The Central Machine Shop builds parts that make MIT research work
Ling Lu, a postdoc in the Department of Physics, had an idea for a photonic crystal that theoretically could capture the Weyl particle, the massless solution to the celebrated Dirac equation first predicted by physicist Hermann Weyl in 1929.
Although thousands of theoretical papers and books have been written about the Weyl particle, its existence had not been confirmed — but Lu had a plan for its detection.
Building on previous research, Lu calculated the precise measurements for the photonic crystal in the shape of a three-dimensional honeycomb-like double gyroid.

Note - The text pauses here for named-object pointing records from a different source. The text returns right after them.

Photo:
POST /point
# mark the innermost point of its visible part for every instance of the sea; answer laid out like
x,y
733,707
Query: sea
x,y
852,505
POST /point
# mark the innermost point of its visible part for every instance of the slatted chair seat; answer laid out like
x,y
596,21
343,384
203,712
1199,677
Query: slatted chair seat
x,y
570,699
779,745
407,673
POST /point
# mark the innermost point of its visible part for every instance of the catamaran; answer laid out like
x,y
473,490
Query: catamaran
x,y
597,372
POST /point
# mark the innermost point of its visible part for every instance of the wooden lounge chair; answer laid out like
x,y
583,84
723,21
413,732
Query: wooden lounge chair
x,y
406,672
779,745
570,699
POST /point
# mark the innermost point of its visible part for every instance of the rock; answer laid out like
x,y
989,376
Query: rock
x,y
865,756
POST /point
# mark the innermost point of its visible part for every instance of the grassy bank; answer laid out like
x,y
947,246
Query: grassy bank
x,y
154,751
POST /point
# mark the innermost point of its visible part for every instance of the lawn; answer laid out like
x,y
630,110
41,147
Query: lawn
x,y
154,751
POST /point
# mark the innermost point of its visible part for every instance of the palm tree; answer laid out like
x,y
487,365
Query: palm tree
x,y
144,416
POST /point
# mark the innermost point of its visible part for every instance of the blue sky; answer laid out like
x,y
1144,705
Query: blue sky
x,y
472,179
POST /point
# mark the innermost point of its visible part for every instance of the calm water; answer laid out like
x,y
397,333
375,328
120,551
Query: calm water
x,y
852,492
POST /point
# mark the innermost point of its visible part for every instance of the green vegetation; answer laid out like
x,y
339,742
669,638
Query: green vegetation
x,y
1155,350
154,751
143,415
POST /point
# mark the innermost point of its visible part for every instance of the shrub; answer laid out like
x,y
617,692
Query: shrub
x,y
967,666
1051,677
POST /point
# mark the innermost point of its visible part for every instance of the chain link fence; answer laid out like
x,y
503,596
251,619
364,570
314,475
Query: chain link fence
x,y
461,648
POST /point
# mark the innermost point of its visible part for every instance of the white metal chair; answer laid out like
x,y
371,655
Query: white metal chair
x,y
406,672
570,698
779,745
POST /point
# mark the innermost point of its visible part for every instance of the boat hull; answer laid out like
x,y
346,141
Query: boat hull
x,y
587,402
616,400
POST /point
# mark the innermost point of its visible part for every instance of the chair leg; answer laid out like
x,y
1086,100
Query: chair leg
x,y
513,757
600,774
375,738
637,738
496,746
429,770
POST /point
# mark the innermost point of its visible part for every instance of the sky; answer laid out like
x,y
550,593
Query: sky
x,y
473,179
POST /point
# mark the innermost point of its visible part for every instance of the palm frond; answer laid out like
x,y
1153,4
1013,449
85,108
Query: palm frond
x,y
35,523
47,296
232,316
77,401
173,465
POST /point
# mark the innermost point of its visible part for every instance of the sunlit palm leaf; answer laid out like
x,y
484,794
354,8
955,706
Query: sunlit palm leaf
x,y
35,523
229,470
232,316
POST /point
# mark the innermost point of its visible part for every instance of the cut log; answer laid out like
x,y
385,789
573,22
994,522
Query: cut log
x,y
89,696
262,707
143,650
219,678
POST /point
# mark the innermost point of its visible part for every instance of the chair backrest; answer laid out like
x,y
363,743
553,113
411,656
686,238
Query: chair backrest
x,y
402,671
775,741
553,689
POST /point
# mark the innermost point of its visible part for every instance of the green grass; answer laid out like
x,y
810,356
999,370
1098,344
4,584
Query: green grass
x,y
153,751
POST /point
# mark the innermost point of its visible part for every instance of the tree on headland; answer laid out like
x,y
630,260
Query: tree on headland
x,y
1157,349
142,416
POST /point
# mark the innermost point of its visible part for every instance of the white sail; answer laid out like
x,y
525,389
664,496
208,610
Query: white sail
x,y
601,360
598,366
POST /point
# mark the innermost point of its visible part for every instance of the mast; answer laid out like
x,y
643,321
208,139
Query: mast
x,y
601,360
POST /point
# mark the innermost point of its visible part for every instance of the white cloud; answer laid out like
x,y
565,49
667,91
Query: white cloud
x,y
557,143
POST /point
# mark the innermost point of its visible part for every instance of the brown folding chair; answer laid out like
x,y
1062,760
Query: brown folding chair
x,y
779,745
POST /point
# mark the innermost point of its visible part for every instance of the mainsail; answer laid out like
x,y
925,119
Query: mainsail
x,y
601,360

Then, with a computer-aided design (CAD) drawing in hand, Lu spent half a year searching for a company that was willing and able to make such a photonic crystal, looking everywhere from Massachusetts to China.

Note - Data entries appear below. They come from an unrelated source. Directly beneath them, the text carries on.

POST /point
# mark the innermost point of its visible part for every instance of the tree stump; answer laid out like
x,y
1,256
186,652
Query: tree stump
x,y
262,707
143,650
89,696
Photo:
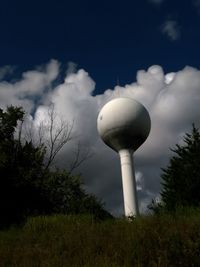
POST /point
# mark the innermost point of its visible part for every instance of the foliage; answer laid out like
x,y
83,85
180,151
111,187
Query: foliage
x,y
181,179
81,241
27,187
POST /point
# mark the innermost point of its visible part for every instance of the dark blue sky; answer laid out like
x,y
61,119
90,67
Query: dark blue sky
x,y
109,39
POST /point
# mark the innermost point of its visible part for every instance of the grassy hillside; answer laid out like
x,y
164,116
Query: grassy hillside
x,y
80,241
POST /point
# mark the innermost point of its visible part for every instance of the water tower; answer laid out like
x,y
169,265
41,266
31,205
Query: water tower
x,y
124,124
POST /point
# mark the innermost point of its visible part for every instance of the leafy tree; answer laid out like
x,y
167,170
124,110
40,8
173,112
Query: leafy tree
x,y
181,178
27,186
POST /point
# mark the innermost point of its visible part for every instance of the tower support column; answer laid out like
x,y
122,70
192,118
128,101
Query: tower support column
x,y
128,183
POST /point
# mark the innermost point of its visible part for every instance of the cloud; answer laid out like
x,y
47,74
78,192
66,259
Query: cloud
x,y
171,29
30,87
156,2
172,100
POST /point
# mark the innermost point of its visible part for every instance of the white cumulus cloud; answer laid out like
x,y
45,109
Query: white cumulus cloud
x,y
172,100
171,29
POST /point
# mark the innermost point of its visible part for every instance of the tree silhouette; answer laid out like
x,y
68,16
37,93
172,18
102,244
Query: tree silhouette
x,y
181,178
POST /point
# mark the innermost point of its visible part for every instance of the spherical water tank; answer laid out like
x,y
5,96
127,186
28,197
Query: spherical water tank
x,y
123,123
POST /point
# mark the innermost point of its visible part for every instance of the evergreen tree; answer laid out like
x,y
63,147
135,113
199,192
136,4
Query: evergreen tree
x,y
181,178
28,187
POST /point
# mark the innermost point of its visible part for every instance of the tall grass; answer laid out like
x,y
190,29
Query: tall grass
x,y
60,241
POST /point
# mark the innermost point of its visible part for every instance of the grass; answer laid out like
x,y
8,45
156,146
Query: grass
x,y
62,241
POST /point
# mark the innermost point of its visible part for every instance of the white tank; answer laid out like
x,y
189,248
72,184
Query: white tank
x,y
124,124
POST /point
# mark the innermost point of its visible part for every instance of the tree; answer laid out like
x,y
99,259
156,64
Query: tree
x,y
27,186
181,178
54,133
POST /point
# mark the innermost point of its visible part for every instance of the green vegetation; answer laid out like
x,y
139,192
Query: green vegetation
x,y
62,241
181,178
28,187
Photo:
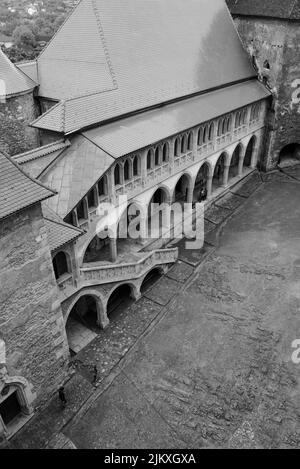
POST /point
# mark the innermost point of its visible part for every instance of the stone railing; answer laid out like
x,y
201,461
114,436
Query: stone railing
x,y
118,272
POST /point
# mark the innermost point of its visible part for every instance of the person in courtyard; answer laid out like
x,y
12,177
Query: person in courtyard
x,y
62,396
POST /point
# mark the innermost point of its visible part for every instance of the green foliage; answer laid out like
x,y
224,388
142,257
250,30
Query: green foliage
x,y
30,30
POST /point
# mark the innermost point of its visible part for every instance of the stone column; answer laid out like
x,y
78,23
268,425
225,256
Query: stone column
x,y
113,249
225,175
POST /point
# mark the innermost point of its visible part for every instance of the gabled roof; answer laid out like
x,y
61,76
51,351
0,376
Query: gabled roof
x,y
37,160
133,133
12,80
59,233
74,173
284,9
17,189
115,57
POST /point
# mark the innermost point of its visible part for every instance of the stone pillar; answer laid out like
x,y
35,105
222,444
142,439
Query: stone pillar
x,y
225,175
209,186
113,249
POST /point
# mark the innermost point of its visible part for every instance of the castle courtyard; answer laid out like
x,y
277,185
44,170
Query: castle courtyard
x,y
213,365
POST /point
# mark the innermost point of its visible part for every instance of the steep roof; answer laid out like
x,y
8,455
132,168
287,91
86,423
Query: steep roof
x,y
287,9
74,173
59,233
17,189
12,80
114,57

Again and again, companies would take one look at Lu’s CAD drawing and turn him away: The demands of time, labor, and precision of the photonic crystal were too high for a for-profit company to meet for a price Lu could pay.

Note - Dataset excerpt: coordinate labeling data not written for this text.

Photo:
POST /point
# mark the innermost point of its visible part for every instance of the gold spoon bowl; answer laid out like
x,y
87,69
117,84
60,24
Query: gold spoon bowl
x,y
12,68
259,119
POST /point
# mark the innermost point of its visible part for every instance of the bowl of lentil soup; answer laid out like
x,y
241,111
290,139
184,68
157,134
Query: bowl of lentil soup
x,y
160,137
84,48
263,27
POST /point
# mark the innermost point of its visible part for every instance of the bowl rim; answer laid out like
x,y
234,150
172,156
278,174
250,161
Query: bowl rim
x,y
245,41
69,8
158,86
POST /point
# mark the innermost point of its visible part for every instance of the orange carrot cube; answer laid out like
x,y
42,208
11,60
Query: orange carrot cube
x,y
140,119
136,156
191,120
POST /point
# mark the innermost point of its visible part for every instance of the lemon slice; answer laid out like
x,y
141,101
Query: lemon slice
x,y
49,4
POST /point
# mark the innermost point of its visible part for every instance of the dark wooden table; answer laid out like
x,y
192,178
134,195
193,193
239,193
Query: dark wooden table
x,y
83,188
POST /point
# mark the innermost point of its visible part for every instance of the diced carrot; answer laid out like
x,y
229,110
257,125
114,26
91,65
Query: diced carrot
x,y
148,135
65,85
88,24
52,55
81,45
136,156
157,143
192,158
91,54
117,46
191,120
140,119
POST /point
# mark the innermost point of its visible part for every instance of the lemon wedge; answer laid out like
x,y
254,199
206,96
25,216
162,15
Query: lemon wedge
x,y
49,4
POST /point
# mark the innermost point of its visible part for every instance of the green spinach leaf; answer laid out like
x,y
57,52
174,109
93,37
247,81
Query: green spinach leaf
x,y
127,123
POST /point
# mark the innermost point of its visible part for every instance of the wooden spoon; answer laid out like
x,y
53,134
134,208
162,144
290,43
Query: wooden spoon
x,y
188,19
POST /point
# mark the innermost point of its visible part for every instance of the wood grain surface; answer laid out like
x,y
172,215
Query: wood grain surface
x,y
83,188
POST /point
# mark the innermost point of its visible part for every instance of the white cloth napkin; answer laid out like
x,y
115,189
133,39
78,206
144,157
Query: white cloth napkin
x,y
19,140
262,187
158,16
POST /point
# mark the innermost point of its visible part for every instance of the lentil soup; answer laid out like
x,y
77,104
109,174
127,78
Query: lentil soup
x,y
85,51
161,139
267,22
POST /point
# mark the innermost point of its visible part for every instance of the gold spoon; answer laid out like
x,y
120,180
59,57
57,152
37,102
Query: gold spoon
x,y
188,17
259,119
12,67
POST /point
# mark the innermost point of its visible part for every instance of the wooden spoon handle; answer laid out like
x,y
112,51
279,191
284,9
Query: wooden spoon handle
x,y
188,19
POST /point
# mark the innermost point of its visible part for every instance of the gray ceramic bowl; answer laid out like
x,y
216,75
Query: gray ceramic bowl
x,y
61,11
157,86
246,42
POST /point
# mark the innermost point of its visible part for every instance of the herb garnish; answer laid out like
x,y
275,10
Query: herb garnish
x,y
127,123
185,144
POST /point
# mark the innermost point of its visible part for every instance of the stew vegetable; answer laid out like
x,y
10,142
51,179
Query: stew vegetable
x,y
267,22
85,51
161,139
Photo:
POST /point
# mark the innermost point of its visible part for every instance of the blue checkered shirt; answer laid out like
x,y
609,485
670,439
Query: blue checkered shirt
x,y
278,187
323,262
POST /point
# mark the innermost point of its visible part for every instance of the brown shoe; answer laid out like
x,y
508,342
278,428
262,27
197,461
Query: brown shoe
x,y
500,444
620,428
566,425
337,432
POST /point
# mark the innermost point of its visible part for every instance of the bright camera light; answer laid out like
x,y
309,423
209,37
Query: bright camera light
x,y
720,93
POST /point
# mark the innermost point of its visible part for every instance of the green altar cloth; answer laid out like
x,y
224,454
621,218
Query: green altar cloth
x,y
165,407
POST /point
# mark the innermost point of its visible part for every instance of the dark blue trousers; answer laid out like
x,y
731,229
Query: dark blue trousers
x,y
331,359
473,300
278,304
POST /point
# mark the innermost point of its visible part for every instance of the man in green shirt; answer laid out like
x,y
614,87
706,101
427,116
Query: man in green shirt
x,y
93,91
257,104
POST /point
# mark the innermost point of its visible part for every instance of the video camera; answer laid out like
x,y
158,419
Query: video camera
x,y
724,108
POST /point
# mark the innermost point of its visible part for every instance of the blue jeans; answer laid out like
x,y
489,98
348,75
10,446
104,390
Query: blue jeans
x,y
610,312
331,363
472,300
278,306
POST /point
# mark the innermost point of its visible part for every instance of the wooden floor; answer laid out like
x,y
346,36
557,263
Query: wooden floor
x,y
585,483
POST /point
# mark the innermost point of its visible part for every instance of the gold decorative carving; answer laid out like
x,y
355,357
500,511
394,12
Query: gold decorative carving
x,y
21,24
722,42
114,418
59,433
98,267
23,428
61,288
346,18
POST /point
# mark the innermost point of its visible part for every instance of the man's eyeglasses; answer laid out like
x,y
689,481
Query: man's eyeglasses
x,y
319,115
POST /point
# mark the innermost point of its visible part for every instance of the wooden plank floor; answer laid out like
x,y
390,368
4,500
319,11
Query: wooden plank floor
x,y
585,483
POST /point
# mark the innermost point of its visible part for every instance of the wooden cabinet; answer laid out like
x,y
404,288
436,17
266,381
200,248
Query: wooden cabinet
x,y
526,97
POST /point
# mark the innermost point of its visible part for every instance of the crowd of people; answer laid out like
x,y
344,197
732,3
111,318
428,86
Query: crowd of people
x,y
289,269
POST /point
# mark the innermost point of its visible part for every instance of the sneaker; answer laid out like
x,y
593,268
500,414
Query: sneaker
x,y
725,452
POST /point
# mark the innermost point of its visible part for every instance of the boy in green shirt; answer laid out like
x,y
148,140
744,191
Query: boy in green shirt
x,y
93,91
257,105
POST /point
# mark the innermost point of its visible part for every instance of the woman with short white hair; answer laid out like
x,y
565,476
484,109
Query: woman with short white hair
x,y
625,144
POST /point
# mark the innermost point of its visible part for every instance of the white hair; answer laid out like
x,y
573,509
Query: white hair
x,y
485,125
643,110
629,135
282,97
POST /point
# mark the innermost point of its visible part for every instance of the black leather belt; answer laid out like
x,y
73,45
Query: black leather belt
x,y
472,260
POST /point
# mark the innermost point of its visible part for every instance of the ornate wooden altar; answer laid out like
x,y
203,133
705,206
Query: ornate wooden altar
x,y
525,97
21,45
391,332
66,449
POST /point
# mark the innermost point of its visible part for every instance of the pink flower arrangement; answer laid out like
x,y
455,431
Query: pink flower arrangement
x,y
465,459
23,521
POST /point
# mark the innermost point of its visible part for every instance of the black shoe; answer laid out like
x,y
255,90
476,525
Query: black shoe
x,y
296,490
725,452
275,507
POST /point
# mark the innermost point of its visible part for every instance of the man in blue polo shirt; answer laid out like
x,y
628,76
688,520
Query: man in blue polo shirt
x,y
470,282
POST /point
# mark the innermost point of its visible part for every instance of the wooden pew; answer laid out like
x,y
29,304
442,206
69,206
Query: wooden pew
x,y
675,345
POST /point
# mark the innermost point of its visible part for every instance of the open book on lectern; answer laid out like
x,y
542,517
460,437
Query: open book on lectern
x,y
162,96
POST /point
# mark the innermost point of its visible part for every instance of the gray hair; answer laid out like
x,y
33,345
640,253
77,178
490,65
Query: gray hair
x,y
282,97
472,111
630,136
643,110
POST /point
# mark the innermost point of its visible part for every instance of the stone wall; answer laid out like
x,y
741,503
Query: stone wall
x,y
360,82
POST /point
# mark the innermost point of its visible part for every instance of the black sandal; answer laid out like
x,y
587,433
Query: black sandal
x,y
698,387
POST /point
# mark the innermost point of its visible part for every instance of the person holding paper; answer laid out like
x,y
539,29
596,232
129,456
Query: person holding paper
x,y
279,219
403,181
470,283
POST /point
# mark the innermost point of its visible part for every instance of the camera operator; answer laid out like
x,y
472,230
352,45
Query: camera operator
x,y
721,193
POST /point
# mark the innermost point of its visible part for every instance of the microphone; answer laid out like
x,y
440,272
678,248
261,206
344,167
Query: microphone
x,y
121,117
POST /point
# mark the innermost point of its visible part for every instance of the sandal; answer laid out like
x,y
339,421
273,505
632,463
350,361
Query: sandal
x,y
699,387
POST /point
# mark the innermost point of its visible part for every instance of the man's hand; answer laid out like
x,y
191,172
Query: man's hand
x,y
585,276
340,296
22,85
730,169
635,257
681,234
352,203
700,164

But, in the end, Lu wouldn’t have to go very far: The MIT Central Machine Shop would work with Lu to turn his CAD drawing into a reality.
Solutions for research
Buried in the basement of Building 38, the Central Machine Shop has been the secret to the success of many research projects at the Institute. The shop helps members of the MIT research community with machining projects that span a wide range of size, scope, and complexity. If there is something that can be machined, but doesn’t exist yet, the Central Machine Shop can make it — or will locate and work with an outside shop that can.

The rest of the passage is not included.